Gamification in VR can help explain complex medical concepts for ‘Nintendo™ Generation’
From collecting points on your Air Miles™ card to chasing down a Pokémon™, gamification in modern life is everywhere.
While earning free rewards from playing a game is a fun perk, these concepts are also being used in healthcare to explain complex medical information, treat Post Traumatic Stress Disorder (PTSD) and advance patient care.
The buzz surrounding gamification has led to a growing number of medical and pharmaceutical companies looking to explore how they can make Virtual Reality (VR) and Augmented Reality (AR) work for them and save costs in the process.
But how exactly does gamification work?
“In its simplest form, it’s the idea of applying simple game mechanics to the real world,” says Robert French, AR/VR Creative, CEO of Liftlock Studios Inc. and Technical Team Lead for SoftCover VR.
He says the increasing popularity has to do with what the so-called “Nintendo™ Generation” (anyone who grew up in the 80s and 90s playing the classic video game system) has come to expect and demand in everything from advertisements to fitness.
“The fact is as people who have grown up in this ‘Nintendo™ Generation’ with video games and the process of active learning, our neurons tend to fire faster,” he explains.
“So, as a result, media and marketing and advertising of all kinds have had to shift gears to provide more ‘wow factor’ for less time, that’s why the absurdity of advertisements has gone up.”
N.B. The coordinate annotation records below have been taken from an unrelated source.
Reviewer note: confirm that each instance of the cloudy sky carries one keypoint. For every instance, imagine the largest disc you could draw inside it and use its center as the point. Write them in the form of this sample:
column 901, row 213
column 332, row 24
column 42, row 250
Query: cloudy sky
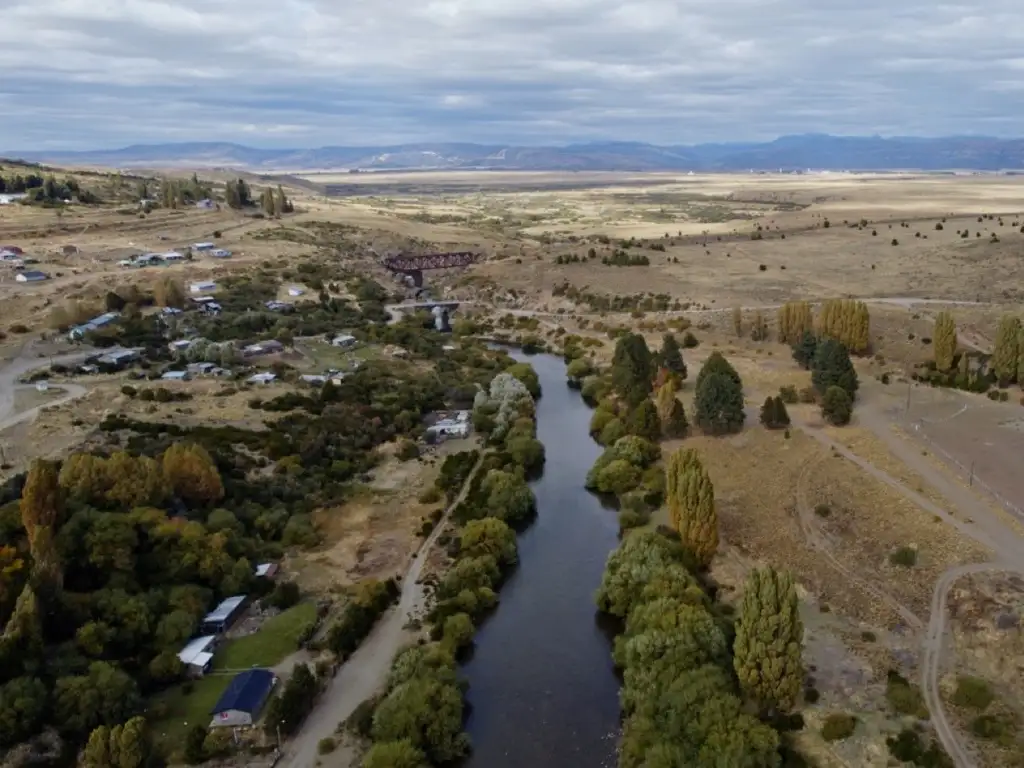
column 91, row 74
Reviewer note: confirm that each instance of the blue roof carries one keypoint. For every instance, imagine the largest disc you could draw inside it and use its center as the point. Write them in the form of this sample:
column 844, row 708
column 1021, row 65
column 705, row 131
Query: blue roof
column 246, row 692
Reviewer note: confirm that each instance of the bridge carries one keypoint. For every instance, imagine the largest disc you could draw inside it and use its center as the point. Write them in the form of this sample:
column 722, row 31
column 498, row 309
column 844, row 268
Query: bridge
column 415, row 264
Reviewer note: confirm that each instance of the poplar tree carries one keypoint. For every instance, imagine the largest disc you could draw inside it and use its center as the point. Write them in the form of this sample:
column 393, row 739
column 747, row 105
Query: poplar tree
column 1006, row 355
column 691, row 504
column 769, row 638
column 944, row 341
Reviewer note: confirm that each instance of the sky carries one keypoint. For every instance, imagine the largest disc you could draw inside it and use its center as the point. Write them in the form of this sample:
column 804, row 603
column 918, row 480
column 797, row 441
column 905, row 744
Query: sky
column 102, row 74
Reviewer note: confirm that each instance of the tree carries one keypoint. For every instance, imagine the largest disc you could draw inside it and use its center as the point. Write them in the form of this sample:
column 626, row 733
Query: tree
column 190, row 473
column 632, row 369
column 804, row 349
column 691, row 504
column 643, row 421
column 769, row 638
column 1006, row 354
column 719, row 402
column 671, row 356
column 944, row 341
column 833, row 367
column 837, row 406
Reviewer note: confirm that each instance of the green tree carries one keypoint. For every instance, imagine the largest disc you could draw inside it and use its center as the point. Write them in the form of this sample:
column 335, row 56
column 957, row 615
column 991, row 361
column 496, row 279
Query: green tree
column 769, row 639
column 1006, row 354
column 671, row 356
column 719, row 404
column 837, row 407
column 833, row 367
column 691, row 504
column 632, row 369
column 643, row 421
column 944, row 341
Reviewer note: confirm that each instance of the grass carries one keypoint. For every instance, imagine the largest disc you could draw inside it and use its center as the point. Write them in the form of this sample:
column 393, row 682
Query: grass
column 275, row 639
column 180, row 711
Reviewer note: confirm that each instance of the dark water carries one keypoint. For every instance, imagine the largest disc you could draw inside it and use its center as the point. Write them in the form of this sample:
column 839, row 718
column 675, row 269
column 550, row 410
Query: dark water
column 543, row 690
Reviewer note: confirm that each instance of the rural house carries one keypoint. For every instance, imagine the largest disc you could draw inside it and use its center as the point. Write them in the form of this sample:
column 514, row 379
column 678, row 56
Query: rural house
column 240, row 705
column 220, row 619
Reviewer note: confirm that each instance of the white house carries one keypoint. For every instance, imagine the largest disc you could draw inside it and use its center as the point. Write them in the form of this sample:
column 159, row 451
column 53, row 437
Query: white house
column 31, row 276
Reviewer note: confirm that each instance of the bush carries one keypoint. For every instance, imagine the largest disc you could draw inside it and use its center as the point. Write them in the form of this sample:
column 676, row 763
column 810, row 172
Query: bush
column 973, row 692
column 905, row 556
column 839, row 726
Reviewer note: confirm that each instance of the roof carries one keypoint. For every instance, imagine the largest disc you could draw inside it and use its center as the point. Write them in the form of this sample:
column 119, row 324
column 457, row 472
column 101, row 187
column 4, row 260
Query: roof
column 246, row 692
column 196, row 649
column 224, row 610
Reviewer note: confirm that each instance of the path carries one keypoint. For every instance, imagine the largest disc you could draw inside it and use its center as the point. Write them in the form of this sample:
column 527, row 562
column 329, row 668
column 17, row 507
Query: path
column 366, row 671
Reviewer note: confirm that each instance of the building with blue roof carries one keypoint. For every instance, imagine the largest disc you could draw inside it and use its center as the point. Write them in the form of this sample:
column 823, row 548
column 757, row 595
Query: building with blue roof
column 242, row 701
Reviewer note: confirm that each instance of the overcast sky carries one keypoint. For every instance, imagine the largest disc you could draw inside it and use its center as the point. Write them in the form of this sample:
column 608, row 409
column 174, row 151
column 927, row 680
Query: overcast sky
column 91, row 74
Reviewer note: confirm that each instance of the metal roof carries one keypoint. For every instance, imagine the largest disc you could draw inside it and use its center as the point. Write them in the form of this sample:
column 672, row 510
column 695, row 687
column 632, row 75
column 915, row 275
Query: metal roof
column 224, row 610
column 246, row 692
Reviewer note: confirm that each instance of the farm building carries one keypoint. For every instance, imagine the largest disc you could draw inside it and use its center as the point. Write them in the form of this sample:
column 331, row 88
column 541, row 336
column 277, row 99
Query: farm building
column 198, row 655
column 240, row 705
column 221, row 617
column 32, row 276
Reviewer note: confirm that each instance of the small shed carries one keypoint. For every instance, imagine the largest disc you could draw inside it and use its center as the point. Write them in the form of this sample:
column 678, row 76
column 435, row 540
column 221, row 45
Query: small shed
column 221, row 617
column 241, row 704
column 198, row 654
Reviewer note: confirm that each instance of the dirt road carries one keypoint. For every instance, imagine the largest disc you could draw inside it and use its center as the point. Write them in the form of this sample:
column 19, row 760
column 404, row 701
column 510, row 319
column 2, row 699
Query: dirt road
column 365, row 672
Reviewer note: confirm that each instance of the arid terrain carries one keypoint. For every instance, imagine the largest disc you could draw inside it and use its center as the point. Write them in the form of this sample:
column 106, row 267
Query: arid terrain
column 933, row 471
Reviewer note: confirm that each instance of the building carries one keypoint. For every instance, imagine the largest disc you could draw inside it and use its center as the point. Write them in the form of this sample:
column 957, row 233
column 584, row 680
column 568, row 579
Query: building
column 241, row 704
column 32, row 276
column 221, row 617
column 198, row 655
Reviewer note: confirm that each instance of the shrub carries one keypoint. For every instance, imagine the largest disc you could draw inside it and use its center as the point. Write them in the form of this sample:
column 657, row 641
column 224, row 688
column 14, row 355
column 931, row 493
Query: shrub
column 839, row 726
column 973, row 692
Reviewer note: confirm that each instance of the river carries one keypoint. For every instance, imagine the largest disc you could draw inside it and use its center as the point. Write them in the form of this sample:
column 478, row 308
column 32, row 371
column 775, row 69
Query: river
column 543, row 690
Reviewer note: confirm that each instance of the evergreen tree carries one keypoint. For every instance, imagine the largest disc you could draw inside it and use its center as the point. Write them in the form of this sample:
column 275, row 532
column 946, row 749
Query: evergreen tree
column 671, row 356
column 632, row 369
column 691, row 504
column 769, row 638
column 833, row 367
column 944, row 341
column 643, row 421
column 1006, row 355
column 719, row 398
column 837, row 406
column 804, row 348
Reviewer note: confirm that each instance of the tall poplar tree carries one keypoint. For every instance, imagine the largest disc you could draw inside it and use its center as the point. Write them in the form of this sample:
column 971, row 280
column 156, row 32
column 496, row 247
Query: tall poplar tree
column 691, row 504
column 769, row 639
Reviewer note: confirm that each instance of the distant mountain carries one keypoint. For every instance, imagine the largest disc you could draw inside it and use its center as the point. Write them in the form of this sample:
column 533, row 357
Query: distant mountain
column 788, row 153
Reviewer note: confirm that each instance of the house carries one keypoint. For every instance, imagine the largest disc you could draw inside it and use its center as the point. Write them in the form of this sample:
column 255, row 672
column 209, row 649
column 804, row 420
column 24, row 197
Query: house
column 221, row 617
column 266, row 570
column 31, row 276
column 264, row 347
column 242, row 701
column 198, row 654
Robert adds many people may not even be aware of all the ways gaming is influencing their day-to-day lives.
“Video games are engineered in a way to release dopamine in your brain, this is why there are thousands of people walking around staring at their phones when they should be paying attention to crossing the street because they’re trying to get the next win in Candy Crush Saga™,” says Robert.
It’s of little surprise then that the healthcare field has recognized the potential and is jumping on the gamification bandwagon.
SoftCover VR is one agency using VR and AR to create fully immersive experiences for healthcare and pharmaceutical professionals for everything from marketing and training to educational purposes.
A new VR guided tour for LifeLabs Genetics™ illustrates how a pharmacogenetic test, called TreatGXPlus™, can use a patient’s genetic and non-genetic information to see how fast they absorb certain medications.
The experience can be downloaded through an app and viewed on a mobile device.
“What we’ve done is we’ve created a full VR guided tour where the user straps on a headset and goes through this experience and is asked to interact in certain simple ways,” explains Robert.
“It explains how some key differences in our unique genetics and metabolism respond for some types of medications and will hopefully encourage people to work with their medical practitioners to better identify the medications they should take and the right dosage of medications specifically based on their genetics.”
While VR guided tours such as this are one option for companies, other options might include producing a game where a character deteriorates after not taking care of their health.
“By making simple playable games for the masses at large, as long as you’re making them entertaining and giving them a feedback loop that makes people want to come back to the game, they will play it.”
Robert, who is also an Adjunct Professor who teaches video game design and development, says as technology advances so does the potential.
He envisions a board meeting where employees can put on augmented reality glasses to see and interact with metrics, pie charts or other data right in front of them, while still being present in their surroundings.
“The technology is going to continue to move ahead and the fact that medical and pharmaceutical companies are now getting on board with this, that’s going to help push even more stuff forward.”